07 April 2012

When "yeah" means "ouch" (and vice versa)

I spoke about the tests and challenges that Alan has given me as part of the training. Two of the difficult and long ones are the 2 and a half hour bike challenge and the 5 hour bike challenge. Basically ride as hard as you can sustain for that time and see where it takes you. This helps us see if the training is working as planned - improving the power output over long time periods. Sounds tough and turns out it is.

Luckily Alan gave me a target for the 2.5 hour challenge to help pacing - 328 watt (normalized). That's 23 watts more than my best half Ironman bike, so hard. Nice enough he said "sustained climb", which would be fine if you are next to a really really long mountain, but here in Mallorca that doesn't exist. So I mapped out a route that was flat to rolling for the first hour and a half and then headed into the mountains.

It's a bit weird to do these things, because they don't feel that hard initially, but get worse as time goes on. I started out 10 watts above target and immediately my heart rate shot up to about 150, which is super high for me. I thought - yeah, I can hold this for an hour without too many problems, but then??

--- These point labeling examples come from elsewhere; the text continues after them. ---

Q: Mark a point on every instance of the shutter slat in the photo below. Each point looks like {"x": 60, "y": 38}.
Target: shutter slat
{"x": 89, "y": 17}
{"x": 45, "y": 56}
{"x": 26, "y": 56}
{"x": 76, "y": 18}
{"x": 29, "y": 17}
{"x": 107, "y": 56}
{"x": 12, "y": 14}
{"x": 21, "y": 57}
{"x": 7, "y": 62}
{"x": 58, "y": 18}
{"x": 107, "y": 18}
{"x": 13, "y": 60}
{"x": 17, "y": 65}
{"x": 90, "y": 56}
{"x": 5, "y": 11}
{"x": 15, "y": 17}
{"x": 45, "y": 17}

Turns out you can cheat your mind quite well and set ever new goals and targets. After the first 30 minutes I was still 10 watts over and told myself "it doesn't hurt that much yet, so it must be ok." After 1:15 it was "half way there" and the power was still on. When I hit the climb it was "well now it's easier to produce power than on the flat."

The test turned out pretty well at 335 watt (normalized), and a few more watts were possible, but there was a little traffic in the mountains. After the ride I find, though, that I'm toast and will need a big sleep tonight.

Sometimes a little "yeah" needs a lot of "ouch" :-).